COMPARISON TO OTHER AVAILABLE TOOLS
There are a large number of web-based tools for functional profiling, which demonstrates the importance of this issue and the demand of tools to address it. We have used Scholar Google citations as a measure of the impact of each tool in scientific community and of its dissemination. This index constitutes an indirect estimation of the citation in papers. Table 1 shows (for weekly updated table see http://bioinfo.cipf.es/docus/tools-citations/functional_profiling ) that the most popular tool by far is the GSEA ( 3 , 32 ), designed for GSA. Only four tools surpass the threshold of 400 citations (GSEA ( 3 , 32 ), DAVID ( 33 ), GOminer ( 34 , 35 ) and Babelomics ( 6 , 7 )), and only three more have received over 200 citations [MAPPfinder ( 36 ), GOStat ( 25 ) and Ontotools ( 37 )]. The first four web tools monopolize the 60% of the total number of citations, proportion that rises up to 80% if the next three are considered. It is worth noting that only two tools offer the possibility of performing both, functional enrichment and GSA, types of analysis: Babelomics ( 6 , 7 ) and FuncAssociate ( 38 ). Obviously, any citation index is affected by the date in which the paper was published. Consequently, GSA methods, which are newer, are affected by this fact.
Babelomics is a long-term project that started in 2004 with the publication of the FatiGO ( 5 ), which is now a constituent part of the package. Later, different methods (functional enrichment and gene set enrichment methods) along with a number of functional module definitions were assembled as the prototype ( 6 , 7 ) of today's Babelomics project. This project aims to provide the scientific community with an advanced set of tools for the functional profiling of high-throughput transcriptomic, genomic and proteomic data, without renouncing to a user-friendly and intuitive use. As the Functional Genomics node of the Spanish Institute of Bioinformatics (INB, http://www.inab.org ) and being part of the Spanish Network of Cancer (RTICC, http://www.rticcc.org ) and the Network of Centres for Research in Rare Diseases (CIBERER, http://www.ciberer.es ) we have a direct contact with researchers who provided us much of the feedback necessary to make Babelomics a useful tool.

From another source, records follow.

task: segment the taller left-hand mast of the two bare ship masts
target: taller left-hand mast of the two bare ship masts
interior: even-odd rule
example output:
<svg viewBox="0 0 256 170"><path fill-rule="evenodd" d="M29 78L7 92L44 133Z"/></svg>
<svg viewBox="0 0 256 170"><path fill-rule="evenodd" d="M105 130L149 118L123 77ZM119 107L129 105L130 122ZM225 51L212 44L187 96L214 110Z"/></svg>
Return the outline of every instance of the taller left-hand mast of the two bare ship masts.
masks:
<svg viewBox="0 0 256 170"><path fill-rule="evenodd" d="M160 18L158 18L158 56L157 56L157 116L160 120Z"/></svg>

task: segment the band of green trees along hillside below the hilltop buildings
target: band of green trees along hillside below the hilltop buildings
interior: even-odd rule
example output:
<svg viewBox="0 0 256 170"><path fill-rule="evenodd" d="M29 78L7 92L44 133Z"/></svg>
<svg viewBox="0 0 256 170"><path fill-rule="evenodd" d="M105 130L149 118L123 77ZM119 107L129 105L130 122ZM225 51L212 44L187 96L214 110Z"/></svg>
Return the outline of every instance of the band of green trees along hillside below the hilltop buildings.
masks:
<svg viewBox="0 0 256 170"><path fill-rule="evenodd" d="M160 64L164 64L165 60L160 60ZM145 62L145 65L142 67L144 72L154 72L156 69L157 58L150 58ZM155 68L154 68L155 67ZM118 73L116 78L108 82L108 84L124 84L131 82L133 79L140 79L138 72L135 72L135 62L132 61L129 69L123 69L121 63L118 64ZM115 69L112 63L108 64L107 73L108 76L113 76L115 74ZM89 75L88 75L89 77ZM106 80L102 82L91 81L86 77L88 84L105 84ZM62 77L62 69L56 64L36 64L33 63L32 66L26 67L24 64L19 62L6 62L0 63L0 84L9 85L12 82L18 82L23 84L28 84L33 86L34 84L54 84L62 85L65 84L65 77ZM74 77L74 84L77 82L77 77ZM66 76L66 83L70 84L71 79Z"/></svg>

This new version of Babelomics includes new methods and new module definitions of different nature (functional, regulatory, phenotypic, etc.). Also a new tool for the ‘ de novo ’ functional annotation of sequences, the Blast2GO ( 8 ), has been included in the system. Innovative visualization methods and new interfaces have been implemented in order to improve the presentation of the results, an important aspect in the analysis of genome scale experiments.
Babelomics is running in a high-end cluster with 10 dedicated Intel XEON Quad-Core CPUs at 2.0 GHz (summing up a total of 40 cores) with a large amount of RAM (total 60 GB).
Although there are many alternatives for the functional profiling of high-throughput experiments ( Table 1 ), Babelomics is a widely used tool which offers a combination of features that makes it unique among other similar resources available.
This work was supported by grants from the Centro de Investigación Biomédica en Red de Enfermedades Raras (CIBERER) ISCIII, and projects BIO2005-01078 from the Spanish Ministry of Education and Science and the National Institute of Bioinformatics ( www.inab.org ), a platform of Genoma España. Funding to pay the Open Access publication charges for this article was provided by grant BIO2005-01078 from the Spanish Ministry of Education and Science.
Conflict of interest statement . None declared.